Projenin siyasi yönü, şimdi Pekin'in düşüncesine yakın olan veya iddiasından endişe duyan dünya liderlerinin ilgi odağı.

Nitekim dün, Amerika kıtasının ABD'den sonra ikinci, Latin Amerika'nın ise en büyük ülkesi ve (Çin, Hindistan, Rusya ve Güney Afrika ile birlikte) BRICS grubu üyesi Brezilya Devlet Başkanı Luiz Inácio Lula da Silva Çin'in başkentine resmi bir ziyarette bulundu.

Ondan önce Almanya Şansölyesi Olaf Schultz, Fransa Cumhurbaşkanı Emmanuel Macron ve Avrupa Komisyonu Başkanı Ursula von der Leyen dahil olmak üzere bir dizi Batılı lider Pekin'e akın etti.

Öte yandan Çin Devlet Başkanı Şi, Moskova'yı ziyaret ederek müttefiki Devlet Başkanı Vladimir Putin ile görüştü.

Bu aktif temaslar, Batı'da aşağıdakiler hakkındaki soru işaretlerinin arttığı bir dengesizlik halinden kaynaklanıyor:

  1. Putin'in Ukrayna'daki savaşına karşı Avrupa ve Atlantik dayanışmasının boyutu.
     
  2. Yaklaşan ABD başkanlık seçimleri için geri sayımın başlamasıyla birlikte Washington'un manevra yapma, caydırma ve karar vermenin yanı sıra müttefiklerin hassasiyetlerini ve endişelerini anlama kapasitesi.
     
  3. Uzun zamandır dış ilişkilerini ekonomik işlemler üzerinden inşa etmekle yetinen Çin'in - Başkan Şi'nin iktidardaki konumunu sağlamlaştırmasının ardından - dış siyasi rolünü güçlendirmedeki başarısı.
     
  4. Bölgesel ve küresel kaygılar arasında halihazırda taktiksel zeminde de olsa Moskova-Pekin ekseninin yeniden sıcaklık kazanması.


Batılı yorumcular, geçtiğimiz günlerde Von der Leyen'in ifade ettiği gibi, Pekin ile sertlik ve kararlılıkla başa çıkma eğilimi ile Çin Başkanının Macron'un sözlerinden çıkarsadığı gibi yatıştırma ve uzlaşma eğilimi arasında Avrupa mevzilerindeki bölünme sahnesi üzerinde uzun uzun durdular.

Öte yandan, Pekin'in karşı cephenin zayıflığına ilişkin algısı, önde gelen Batılı hükümetlerin kendi iç siyasi arenalarında ayrı ayrı çektikleri zorluklar başta olmak üzere başka verilerle de destekleniyor.

Alman hükümeti, bileşenlerinden hiçbirini aşamayacağı bir "koalisyon hükümeti" olmaya devam ediyor.

Fransa Cumhurbaşkanı, emeklilik yaşıyla ilgili sert ve (uzun vadede) çözülmemiş bir savaştan yeni çıktı.

Kamuoyu yoklamalarına göre muhalefetteki İşçi Partisi'nin yüzde 48 ila 50'ye yükselen oyuna karşılık, Muhafazakar İngiliz hükümetinin yerel seçimlerde alacağı destek oranı yaklaşık yüzde 26'ya kadar düştü.
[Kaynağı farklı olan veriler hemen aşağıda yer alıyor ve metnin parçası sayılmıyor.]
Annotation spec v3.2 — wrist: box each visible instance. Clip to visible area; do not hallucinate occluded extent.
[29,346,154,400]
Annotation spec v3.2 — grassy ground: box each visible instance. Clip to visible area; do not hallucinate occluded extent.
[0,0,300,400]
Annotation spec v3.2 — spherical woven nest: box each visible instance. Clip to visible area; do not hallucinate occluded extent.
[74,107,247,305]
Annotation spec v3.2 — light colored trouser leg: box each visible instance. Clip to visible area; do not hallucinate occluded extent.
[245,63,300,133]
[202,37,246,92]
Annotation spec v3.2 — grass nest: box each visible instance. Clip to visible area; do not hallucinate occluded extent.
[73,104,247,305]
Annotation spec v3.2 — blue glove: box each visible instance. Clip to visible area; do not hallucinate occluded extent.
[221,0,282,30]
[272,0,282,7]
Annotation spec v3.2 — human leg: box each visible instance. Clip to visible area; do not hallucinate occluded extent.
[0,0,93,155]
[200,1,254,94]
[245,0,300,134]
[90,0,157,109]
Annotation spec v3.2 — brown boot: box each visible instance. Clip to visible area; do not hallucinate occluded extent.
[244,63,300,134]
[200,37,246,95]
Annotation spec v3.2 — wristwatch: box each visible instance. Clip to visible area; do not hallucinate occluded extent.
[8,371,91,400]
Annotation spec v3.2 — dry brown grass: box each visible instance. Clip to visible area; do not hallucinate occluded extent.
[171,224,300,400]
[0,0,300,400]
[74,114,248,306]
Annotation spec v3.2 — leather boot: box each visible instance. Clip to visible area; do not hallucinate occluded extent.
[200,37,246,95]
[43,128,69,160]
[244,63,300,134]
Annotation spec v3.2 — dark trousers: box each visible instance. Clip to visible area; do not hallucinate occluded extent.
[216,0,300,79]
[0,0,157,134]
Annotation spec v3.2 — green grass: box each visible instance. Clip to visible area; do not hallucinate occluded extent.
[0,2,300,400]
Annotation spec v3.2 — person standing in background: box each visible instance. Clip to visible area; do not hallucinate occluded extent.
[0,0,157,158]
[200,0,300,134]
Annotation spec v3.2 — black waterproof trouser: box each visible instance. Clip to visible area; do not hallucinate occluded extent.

Son dönemde Ukrayna savaşı nedeniyle ülkesinin NATO'ya katılma sürecine öncülük eden Finlandiya Başbakanı bile seçimleri kaybederek sahneden çekildi.

 

 

*Bu makalede yer alan fikirler yazara aittir ve Independent Türkçe'nin editöryal politikasını yansıtmayabilir.